隠れお嬢様と敏腕上司の㊙恋愛事情
「あら?」
触診をしながら全身のチェックしていた先生の手が、おなかの上で止まった。

「何か?」
先生の表情が曇ったのがわかって、私も声が出た。

「おなかがずいぶん張っているわね」
「そう、ですか?」

最近お腹が出てきたばかりで、気にしたことは無かった。
何しろ初めての妊娠だから、何がおかしいのか何が普通のことなのかがわからないのだ。

「急に動いたり、長時間立っていた時にお腹が硬くなったりしなかった?」
「ああ、あります。
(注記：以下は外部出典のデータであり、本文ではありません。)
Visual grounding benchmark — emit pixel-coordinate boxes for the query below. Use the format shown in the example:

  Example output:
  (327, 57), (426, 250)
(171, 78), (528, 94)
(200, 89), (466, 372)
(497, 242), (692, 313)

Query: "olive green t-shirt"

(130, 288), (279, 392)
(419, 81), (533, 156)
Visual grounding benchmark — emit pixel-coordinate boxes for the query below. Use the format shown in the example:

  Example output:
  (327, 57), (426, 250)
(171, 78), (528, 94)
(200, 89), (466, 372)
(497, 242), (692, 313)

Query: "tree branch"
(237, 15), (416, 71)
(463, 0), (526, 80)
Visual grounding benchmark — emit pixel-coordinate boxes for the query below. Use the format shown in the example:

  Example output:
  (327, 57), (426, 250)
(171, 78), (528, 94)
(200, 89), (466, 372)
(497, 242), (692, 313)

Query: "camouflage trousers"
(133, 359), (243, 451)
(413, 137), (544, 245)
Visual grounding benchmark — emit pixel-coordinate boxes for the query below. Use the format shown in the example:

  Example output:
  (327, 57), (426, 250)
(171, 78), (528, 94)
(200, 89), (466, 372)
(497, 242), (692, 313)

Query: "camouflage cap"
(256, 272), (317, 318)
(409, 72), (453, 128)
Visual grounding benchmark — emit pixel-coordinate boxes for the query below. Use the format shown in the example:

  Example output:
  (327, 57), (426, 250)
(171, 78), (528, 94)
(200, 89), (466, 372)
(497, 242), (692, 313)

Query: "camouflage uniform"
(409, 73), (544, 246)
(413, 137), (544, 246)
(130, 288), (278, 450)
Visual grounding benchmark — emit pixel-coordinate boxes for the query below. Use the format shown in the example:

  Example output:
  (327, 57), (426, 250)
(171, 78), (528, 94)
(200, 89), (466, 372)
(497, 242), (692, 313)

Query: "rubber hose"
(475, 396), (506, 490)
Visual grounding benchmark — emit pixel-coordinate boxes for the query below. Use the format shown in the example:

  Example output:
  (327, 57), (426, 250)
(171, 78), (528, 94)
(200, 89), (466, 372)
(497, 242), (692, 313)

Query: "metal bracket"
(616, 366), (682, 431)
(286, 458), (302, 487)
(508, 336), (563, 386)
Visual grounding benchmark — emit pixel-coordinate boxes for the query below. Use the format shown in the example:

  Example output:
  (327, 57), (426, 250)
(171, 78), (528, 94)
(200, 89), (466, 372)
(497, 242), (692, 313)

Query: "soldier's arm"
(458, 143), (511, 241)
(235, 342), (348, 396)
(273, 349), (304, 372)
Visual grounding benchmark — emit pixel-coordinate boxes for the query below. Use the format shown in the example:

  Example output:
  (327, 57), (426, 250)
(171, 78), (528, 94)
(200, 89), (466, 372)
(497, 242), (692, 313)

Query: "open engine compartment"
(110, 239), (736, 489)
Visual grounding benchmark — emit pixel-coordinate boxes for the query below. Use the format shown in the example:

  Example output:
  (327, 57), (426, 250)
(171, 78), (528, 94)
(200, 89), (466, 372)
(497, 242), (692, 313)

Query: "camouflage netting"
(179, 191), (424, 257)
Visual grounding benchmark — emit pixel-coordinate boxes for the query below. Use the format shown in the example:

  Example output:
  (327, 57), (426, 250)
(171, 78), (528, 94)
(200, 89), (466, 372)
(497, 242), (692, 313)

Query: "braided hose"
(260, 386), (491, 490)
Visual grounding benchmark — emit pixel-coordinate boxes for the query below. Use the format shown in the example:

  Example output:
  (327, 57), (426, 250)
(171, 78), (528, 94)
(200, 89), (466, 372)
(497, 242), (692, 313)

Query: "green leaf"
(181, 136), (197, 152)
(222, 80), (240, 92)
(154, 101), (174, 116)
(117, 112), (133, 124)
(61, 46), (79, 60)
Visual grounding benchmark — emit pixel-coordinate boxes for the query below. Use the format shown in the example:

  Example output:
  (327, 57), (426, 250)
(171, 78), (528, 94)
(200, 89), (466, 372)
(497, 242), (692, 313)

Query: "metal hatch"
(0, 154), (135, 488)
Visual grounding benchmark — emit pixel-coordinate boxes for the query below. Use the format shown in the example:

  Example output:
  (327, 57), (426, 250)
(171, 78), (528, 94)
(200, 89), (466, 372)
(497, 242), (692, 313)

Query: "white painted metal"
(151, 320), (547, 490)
でも、少しじっとしていると治まるんです」
「それがお腹の張よ」
「そうなんですかあ」

私だって妊娠については自分なりに勉強した。
太りすぎるのも、塩分のとりすぎもダメ。
とにかくよく体を動かすのがいいと書いてあったから、できるだけ歩くようにしている。
もちろんお腹の張りが流産への危険信号なのも知ってはいたけれど、張りがどんなものかがわかっていなかった。

「お腹が張って、桃や子供に悪い影響があるのでしょうか?」
それまで黙っていた隼人が身を乗り出してきた。